All right, fun week of stuff! Let’s do it.

(As always, the best part of Installer is your ideas and tips. What are you watching/reading/listening to/piling up on the dining room table this week? Tell me everything: [email protected]. And if you know someone else who might enjoy Installer, forward it to them and tell them to subscribe here.)

The Audacity. I fear this show, like Silicon Valley and Mountainhead, might turn out to be so prescient it becomes hard to watch over time. But I love a good tech bro satire, I love this cast, and I find it deeply hilarious that you’ll be able to watch the whole pilot in three-minute increments on TikTok when it drops on Sunday.

Artemis II Journey to the Moon. I cannot stop staring at the photos coming from the Artemis II crew. The photos of the Earth that show the atmosphere! The eclipse shots! Even the onboard photos of the crew are a blast. For me, though, it’s the dark side of the Moon that’s now permanently my desktop wallpaper.

Star Wars: Maul — Shadow Lord. As I type this, this show has a ONE HUNDRED PERCENT score on Rotten Tomatoes. I won’t get my hopes up I won’t get my hopes up I won’t get my hopes up okay fine I cannot wait to dive into this gritty animated universe.
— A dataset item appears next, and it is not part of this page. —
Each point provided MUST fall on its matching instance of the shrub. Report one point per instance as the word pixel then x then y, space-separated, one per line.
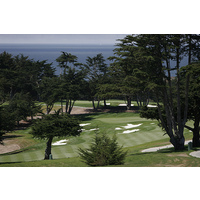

Pokémon Champions. The rap on this game so far is that it’s very fun but seems thoroughly unfinished. You might want to wait for an update or three before really diving in, but early players seem to already enjoy the basic battle systems here. So I’m optimistic.

Dimension 20: City Council of Darkness. The D20 crew just never really seems to miss, and this season’s tabletop adventure is as bizarre and fun as ever. If the trailer alone doesn’t convince you to sign up for a Dropout subscription, well, I’ve got nothing for you.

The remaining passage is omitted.